Keep it far away from bluing, a form of rust itself. I could not be more pleased with this product!

http://www.kanolabs.com/

My initial plan was to then tumble in my Thumler's tumbler with stainless media to clean inside and out. I have not found the need.

savanahsdad
February 2, 2013, 10:44 PM
never had a Lee die rust ?? I have had RCBS dies rust (outside only), and about any brand of shell holders have rusted , when this happens I use "Permatex Rust Dissolver Gel " you can find it at most auto parts stores and at Fleet Farm, just put a little on an old tooth brush and clean rust away, rinse, dry and wipe with oil rag good as new ,

mljdeckard
February 3, 2013, 02:15 AM
Wow. Remembering why I'm glad I live in the desert.

thump_rrr
February 3, 2013, 03:10 AM
Boeshield T-9 to prevent it and Boeshield rust free to remove it.
They can be found as a 2 pack in the Sears tool section.

Trent
February 3, 2013, 03:58 AM
I've had Lee and RCBS dies rust. RCBS was the worst.
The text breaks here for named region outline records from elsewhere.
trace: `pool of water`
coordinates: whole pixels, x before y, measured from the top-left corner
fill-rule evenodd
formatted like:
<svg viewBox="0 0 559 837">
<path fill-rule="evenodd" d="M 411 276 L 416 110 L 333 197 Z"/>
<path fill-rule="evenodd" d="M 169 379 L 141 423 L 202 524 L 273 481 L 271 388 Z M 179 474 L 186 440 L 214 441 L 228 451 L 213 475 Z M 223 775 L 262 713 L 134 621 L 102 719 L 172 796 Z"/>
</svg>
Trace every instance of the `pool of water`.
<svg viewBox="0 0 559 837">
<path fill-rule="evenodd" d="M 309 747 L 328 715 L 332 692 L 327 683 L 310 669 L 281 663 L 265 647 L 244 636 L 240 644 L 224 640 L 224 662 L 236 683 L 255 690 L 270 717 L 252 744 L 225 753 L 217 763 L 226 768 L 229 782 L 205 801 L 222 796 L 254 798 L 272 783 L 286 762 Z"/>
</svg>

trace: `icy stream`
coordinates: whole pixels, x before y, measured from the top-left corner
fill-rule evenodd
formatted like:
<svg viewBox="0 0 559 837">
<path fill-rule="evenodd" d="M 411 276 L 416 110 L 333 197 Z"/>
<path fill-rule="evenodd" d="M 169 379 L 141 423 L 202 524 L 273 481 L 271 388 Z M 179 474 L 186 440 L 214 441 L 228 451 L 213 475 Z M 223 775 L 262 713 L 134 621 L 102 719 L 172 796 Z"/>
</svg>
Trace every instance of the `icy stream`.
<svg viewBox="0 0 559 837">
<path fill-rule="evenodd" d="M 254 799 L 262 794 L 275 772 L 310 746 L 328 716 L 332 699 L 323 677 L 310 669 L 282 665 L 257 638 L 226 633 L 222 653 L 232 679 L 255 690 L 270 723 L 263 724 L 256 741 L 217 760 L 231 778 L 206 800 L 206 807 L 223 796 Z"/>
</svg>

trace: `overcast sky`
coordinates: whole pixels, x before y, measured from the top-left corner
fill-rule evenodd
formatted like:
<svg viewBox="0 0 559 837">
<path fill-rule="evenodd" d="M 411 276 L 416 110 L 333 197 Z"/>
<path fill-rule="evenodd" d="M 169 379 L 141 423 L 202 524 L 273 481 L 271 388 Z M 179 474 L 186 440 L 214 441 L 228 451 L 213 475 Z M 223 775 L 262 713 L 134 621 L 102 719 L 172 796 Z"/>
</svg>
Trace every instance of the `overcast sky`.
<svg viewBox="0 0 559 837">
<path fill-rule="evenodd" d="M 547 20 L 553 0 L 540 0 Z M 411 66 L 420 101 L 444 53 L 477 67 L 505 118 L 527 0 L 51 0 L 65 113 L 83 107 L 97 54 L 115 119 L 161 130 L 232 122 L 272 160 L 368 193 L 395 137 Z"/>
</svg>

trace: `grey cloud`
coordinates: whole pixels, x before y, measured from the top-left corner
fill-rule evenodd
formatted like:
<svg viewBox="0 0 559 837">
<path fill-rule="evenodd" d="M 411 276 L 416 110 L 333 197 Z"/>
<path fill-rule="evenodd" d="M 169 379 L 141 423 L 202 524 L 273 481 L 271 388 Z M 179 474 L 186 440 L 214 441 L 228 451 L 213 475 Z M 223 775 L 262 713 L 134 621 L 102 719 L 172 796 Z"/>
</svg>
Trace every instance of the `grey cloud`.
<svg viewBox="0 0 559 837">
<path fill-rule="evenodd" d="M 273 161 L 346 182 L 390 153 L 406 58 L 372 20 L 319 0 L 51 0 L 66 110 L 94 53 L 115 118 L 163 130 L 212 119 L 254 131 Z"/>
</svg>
Had to work on those awhile with 0000 steel wool, the "guaranteed rust remover" is ultra fine steel wool and elbow grease.

Builds character as you clean up after yourself, and you learn a lesson in the process; keep your dies oiled. :)

mdi
February 4, 2013, 01:01 PM
dbl post, oh my, I'm introuble now...

mdi
February 4, 2013, 01:02 PM
Uh, it never crossed my mind that someone would throw whole assembled dies in a tumbler.

I guess I should assume everyone is a complete idiot.
Yep, and some members insist that every i be dotted, every t be crossed and perfect spelling be in every post. Oh, and watch for syntax errors!

Searcher4851
February 4, 2013, 01:50 PM
I have RCBS as well as Lee dies. Never had a Lee rust yet, but the RCBS dies are more prone to rust. I just assumed it had to do with the grade of steel used.

Faret
February 6, 2013, 10:10 AM
Seen some stuff like rust solvent at menards in the paint dept. just dip them in and it is suppost to disolve the rust.

c.latrans
February 6, 2013, 01:01 PM
resqdoc beat me to it. Second for Exrust, works as advertised.

Faret
February 6, 2013, 11:57 PM
Seen some stuff like rust solvent at menards in the paint dept. just dip them in and it is suppost to disolve the rust.
Metal Rescue is the name of the one at Menard's. Got some Krud Kutter "The must for Rust" Rust remover and inhibitor that I am going to try from Wally World.